Notably, the radius distributions of spherical particles were also obtained by analyzing SEM images of SiO₂ and polystyrene samples in this work. As shown in Fig. 5(c)–(f), the main radii of SiO₂ and polystyrene are 260 nm and 160 nm, respectively. This suggests that the PSDs derived from SEM are consistent with those obtained from scattering measurements in terms of the main radius sizes. However, PSDs derived from SEM fail to capture the distribution features in other radius ranges revealed by the FNN and McSAS. This discrepancy fundamentally arises from the inherent statistical advantages of the scattering technique over SEM, particularly their capacity to perform ensemble averaging over large nanoparticle populations. Nevertheless, the SEM results strongly corroborate the accuracy of the FNN-predicted PSDs.

To assess the performance of the FNN model under varying conditions, its robustness and efficiency were systematically evaluated by considering factors such as noise levels, hidden layer sizes, and peak width. The results indicate that noise levels had minimal impact on the model's computational efficiency (see Fig. S1 and S2 and Table S1 of the SI). The effect of hidden layer size on the computation time and accuracy was also assessed, as presented in Tables S2 and S3 of the SI. The computational time was found to be unaffected by the size of the hidden layers and the number of peaks in the PSD, remaining steady at around 50 ms per sample. The model achieved the best performance with two hidden layers consisting of 2048 and 1024 neurons. Additionally, the accuracy of the FNN model was not influenced by changes in peak width, as demonstrated in Fig. S3–S5 of the SI. The performance validation of the FNN model on both simulated and experimental scattering data exhibits its feasibility and versatility for the accurate and efficient PSD extraction of both monodisperse and polydisperse systems.
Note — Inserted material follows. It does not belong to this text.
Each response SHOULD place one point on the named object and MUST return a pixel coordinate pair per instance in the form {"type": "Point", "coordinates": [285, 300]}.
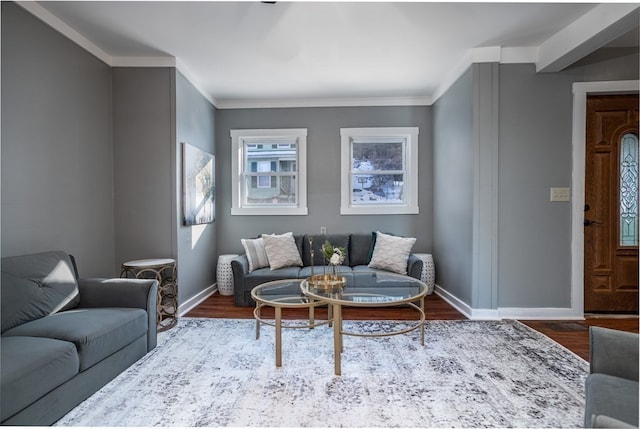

These results further underscore the model's robustness and adaptability across different types of data and system complexities. Unlike traditional methods, the FNN synergizes machine learning's capacity for high-dimensional nonlinear mapping with physics-informed optimization, employing neural network training for pattern recognition and physics-constrained parameter fine-tuning. This dual strategy enables efficient, high-precision SAXS analysis of intricate PSDs while ensuring physical plausibility. The computational efficiency of the FNN makes it especially valuable for scenarios requiring large-scale scattering data processing. In real time, high-frequency monitoring or high-throughput batch analysis, its millisecond-level inversion speed per curve can overcome the efficiency bottleneck of traditional methods, offering a new technical method for the rapid characterization of complex particle systems.

4. Conclusions

In this work, we developed an FNN model for the accurate and efficient prediction of PSD from scattering data, demonstrating distinct advantages over traditional methods. The FNN model achieves high-precision PSD characterization for both monodisperse and polydisperse systems. For simulated systems containing 1–4 peaks, the FNN model maintains a mean relative error (MRE) below 0.5 while accurately resolving critical features, including peak positions, full width at half maximum (FWHM), relative intensities, and even low-abundance minor peaks. Experimental validation using SiO₂ and polystyrene nanoparticles confirms that the FNN-predicted PSDs closely match those obtained by the conventional McSAS method. Furthermore, SEM analysis independently verifies key peak positions (260 nm for SiO₂ and 160 nm for polystyrene), corroborating the reliability of the FNN model for PSD analysis. Remarkably, the FNN model exhibits unprecedented computational efficiency. It infers the PSD from a single scattering curve in approximately 50 ms, which is roughly 1800 times faster than the McSAS method (15 minutes per curve). This breakthrough addresses the long-standing efficiency bottleneck of traditional inversion approach and enables real-time processing in scenarios such as in situ and high-throughput experiments. The method effectively synergizes the advantages of ML with physical plausibility by integrating physical constraints through iterative fine-tuning, ensuring that the predicted PSDs adhere to the fundamental physics of scattering while preserving the strong capability of ML to map high-dimensional nonlinear relationships. Additionally, by leveraging the statistical advantage of scattering measurements, the FNN model can identify minor size populations that are undetectable by SEM, thus enabling more comprehensive structural characterization. In summary, the FNN model with its exceptional accuracy, speed, and physical consistency offers a novel technical approach for the rapid, high-precision analysis of complex particle systems in materials science and nanotechnology.

Conflicts of interest

The authors declare no competing interests.

Data availability

The data that support the findings of this study are available upon request.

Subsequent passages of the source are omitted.